Software Modules

What is a module?

There are hundreds of people using Triton. They all have different software needs, including conflicting versions required! How do we handle this without making a mess?

The answer is the standard “module” system Lmod. It allows us to have unlimited number of different software packages installed, and the user can select what they want. Modules include everything from compilers (+their required development files), libraries, and programs. If you need a program installed, we will put it in the module system.

In a system the size of Triton, it just isn’t possible to install all software by default for every user.

A module lets you adjust what software is available, and makes it easy to switch between different versions.

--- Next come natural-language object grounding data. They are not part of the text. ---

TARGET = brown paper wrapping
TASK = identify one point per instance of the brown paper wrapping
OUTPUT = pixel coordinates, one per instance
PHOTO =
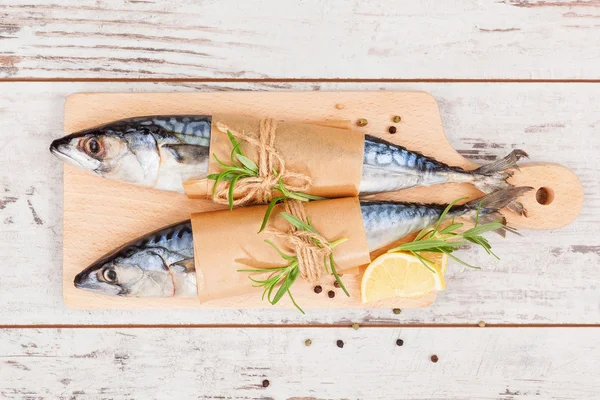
(332, 157)
(226, 241)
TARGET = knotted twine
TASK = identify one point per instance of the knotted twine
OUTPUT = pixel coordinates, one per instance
(311, 248)
(259, 190)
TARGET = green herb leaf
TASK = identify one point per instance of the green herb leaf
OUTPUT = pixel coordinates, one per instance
(268, 212)
(282, 278)
(248, 163)
(448, 240)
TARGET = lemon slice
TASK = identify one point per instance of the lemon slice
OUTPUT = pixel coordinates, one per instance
(402, 275)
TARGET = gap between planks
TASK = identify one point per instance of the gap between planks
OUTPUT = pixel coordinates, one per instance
(290, 326)
(300, 80)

As an example, let’s inspect the py-gpaw module (abbreviated output shown)

$ module show py-gpaw
------------------------------------------------------------------------------------------------------------------
   /share/apps/spack/modules/linux-centos7-x86_64/Core/py-gpaw/1.3.0-openmpi-scalapack-python3.lua:
------------------------------------------------------------------------------------------------------------------
whatis("Name : py-gpaw")
whatis("Version : 1.3.0")
whatis("Short description : GPAW is a density-functional theory (DFT) Python code based on the projector-augmented wave (PAW) method and the atomic simulation environment (ASE).")
help([[GPAW is a density-functional theory (DFT) Python code based on the
projector-augmented wave (PAW) method and the atomic simulation
environment (ASE).]])
load("py-scipy/1.1.0-python3")
load("libxc/3.0.0")
load("python/3.6.3")
load("fftw/3.3.8-openmpi")
load("py-ase/3.15.0-python3")
load("py-numpy/1.14.3-python3")
load("netlib-scalapack/2.0.2-openmpi")
load("openmpi/2.1.5")
load("openblas/0.3.2")
prepend_path("PATH","/share/apps/spack/software/py-gpaw/1.3.0/vmhtg6i/bin")
prepend_path("LIBRARY_PATH","/share/apps/spack/software/py-gpaw/1.3.0/vmhtg6i/lib")
prepend_path("LD_LIBRARY_PATH","/share/apps/spack/software/py-gpaw/1.3.0/vmhtg6i/lib")
prepend_path("CMAKE_PREFIX_PATH","/share/apps/spack/software/py-gpaw/1.3.0/vmhtg6i/")
prepend_path("PYTHONPATH","/share/apps/spack/software/py-gpaw/1.3.0/vmhtg6i/lib/python3.6/site-packages")
prepend_path("CPATH","/share/apps/spack/software/libxml2/2.9.8/f4u6mya/include/libxml2")
setenv("PY_GPAW_ROOT","/share/apps/spack/software/py-gpaw/1.3.0/vmhtg6i")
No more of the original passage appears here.